Сколько же таких мест в этой симфонии, выражающих самые глубокие человеческие, чувства — смертельную тоску, надежду, любовь, волнение, смятение и тревогу и снова отчаяние и горе! Кажется, слушать такое надо не ушами, а сердцем…

«Она не что иное,, — писал о Шестой симфонии В. В. Стасов, — как страшный вопль отчаяния и безнадежности, как будто говорящий мелодиею своего финала: «Ах, зачем на свете жил я!..» …Настроение этой симфонии страшное и мучительное; она заставляет слушателя испытывать горькое сострадание к человеку и художнику, которому пришлось на своем веку испытать те ужасные душевные муки, которые здесь выражены и которых причины нам неведомы.

Но эта симфония есть высшее, несравненнейшее создание Чайковского…»

«Трагическим документом эпохи» назвал Шестую симфонию Б. Асафьев. А эпохой этой были смутные и тяжкие годы.

Жесточайшая реакция, безысходный гнет давили на людей. Чайковский чувствовал это. Даже находясь вдали от Родины, он, как писал, испытывал «гражданскую скорбь о том, что у нас творится». А «творилось», по его выражению, «что‑то неладное».

Русское искусство чутко отражало эти настроения. Именно в ту пору были написаны самые грустные полотна Левитана, самые безнадежные рассказы Чехова… И вот теперь была создана Чайковским самая значительная его симфония.

Шестая симфония должна была предстать на суд петербургской публики…

Концерт состоялся 16 октября 1893 года. «Весь музыкальный Петербург приветствовал своего любимца», — писал один из рецензентов.

Когда композитор появился на эстраде, оркестр заиграл туш, и люди, заполнившие белоколонный зал нынешней филармонии, встали, аплодируя.

Однако состояние, которое овладело всеми после исполнения симфонии, можно было скорее всего назвать недоумением…

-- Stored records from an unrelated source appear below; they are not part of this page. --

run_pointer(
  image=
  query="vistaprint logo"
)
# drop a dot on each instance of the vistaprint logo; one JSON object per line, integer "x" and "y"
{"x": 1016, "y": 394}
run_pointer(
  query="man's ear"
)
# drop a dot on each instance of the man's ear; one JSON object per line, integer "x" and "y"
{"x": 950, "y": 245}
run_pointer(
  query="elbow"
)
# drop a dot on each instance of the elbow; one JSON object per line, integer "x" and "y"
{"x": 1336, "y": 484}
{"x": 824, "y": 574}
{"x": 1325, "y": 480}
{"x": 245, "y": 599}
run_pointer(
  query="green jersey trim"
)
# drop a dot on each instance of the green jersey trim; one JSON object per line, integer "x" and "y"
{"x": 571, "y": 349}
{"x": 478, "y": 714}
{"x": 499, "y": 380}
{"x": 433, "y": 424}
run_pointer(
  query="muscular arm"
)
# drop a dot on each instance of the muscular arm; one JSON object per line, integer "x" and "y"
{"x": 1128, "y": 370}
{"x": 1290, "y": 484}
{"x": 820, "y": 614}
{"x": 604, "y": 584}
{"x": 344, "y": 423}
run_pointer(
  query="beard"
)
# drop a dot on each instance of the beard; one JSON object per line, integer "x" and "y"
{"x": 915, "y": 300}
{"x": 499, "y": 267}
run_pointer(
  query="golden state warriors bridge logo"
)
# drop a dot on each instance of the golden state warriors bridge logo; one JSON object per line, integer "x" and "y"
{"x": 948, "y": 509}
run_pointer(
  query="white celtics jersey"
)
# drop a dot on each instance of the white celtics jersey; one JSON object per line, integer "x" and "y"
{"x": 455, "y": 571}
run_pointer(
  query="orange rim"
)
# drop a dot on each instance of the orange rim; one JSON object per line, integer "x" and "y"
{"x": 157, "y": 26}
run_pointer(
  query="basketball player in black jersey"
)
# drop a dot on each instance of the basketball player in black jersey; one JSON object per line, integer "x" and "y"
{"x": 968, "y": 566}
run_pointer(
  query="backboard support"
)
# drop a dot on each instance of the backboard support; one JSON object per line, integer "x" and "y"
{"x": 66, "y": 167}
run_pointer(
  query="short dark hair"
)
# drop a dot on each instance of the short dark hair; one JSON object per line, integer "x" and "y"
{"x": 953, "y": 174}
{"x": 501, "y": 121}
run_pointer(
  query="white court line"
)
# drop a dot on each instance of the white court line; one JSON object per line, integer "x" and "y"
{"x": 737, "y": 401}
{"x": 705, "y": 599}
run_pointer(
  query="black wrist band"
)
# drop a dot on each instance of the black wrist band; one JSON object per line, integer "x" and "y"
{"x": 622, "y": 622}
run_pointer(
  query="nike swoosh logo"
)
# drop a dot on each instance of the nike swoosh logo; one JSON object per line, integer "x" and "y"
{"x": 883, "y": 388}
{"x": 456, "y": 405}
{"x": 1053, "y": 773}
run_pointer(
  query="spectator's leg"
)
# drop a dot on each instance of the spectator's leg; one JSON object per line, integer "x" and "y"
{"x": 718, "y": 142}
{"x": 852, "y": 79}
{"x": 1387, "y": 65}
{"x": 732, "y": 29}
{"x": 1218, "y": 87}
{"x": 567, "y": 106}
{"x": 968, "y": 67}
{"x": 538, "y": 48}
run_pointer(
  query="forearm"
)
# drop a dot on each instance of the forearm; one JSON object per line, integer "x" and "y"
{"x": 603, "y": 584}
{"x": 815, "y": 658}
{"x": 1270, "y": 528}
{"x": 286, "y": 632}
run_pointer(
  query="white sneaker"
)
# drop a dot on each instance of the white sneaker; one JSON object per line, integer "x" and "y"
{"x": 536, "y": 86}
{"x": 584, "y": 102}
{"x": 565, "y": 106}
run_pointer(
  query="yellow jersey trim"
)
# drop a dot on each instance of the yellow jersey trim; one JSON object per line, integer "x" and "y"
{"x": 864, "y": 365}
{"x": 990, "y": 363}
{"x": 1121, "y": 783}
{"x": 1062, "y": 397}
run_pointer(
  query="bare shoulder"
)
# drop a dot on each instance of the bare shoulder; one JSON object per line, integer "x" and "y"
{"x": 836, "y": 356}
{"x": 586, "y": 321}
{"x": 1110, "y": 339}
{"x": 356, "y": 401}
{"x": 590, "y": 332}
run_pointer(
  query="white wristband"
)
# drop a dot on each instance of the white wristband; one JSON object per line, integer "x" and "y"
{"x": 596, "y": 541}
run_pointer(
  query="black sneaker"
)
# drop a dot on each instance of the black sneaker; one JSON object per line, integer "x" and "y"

Сегодня мы чувствуем эту музыку всем сердцем. Она кажется нам близкой и понятной. Современникам же композитора было трудно оценить страстный гуманизм, философскую глубину, трагедийность симфонии. Слишком много неожиданного, непривычного услышали люди, сидящие в зале.: и первые звуки симфонии, возникающие откуда‑то издалека, из глубокой тишины, почти неотделимые от нее, и такой необычайный пятидольный вальс второй части, и тревожное, беспокойное скерцо третьей… и, наконец, вместо привычного для всех симфоний энергичного финала в быстром темпе — потрясающее своим трагизмом Adagio lamentoso, с его горестными восклицаниями, сетующими на страшную непоправимость чьей‑то беды.

Но вот скорбные размышления и жалобы становятся все тише, звуки затухают, уходят все дальше, в тишину, в небытие.

Все смолкло. Публика продолжала сидеть в оцепенении.

Чайковский опустил руки и некоторое время стоял спиной к залу. Там все еще было очень тихо. Он поклонился оркестру, и. только тогда, но не сразу, недружно раздались аплодисменты.

Потом, после второго отделения, его вызывали много раз, подносили лавровые венки.

Оркестр уже ушел. Погасили часть люстр, а публика все не хотела отпускать своего любимого композитора, с которым она, не зная того, прощалась навсегда…

Многие вспоминали впоследствии об этом концерте, о музыке симфонии, о своих противоречивых впечатлениях.

«После исполнения Шестой симфонии в Дворянском собрании 16 октября под управлением Чайковского, — вспоминал композитор Лядов, — я зашел в артистическую комнату в тот момент, когда один из директоров императорского Русского музыкального общества г. Климченко старался под разными любезностями скрыть, что симфония ему не понравилась.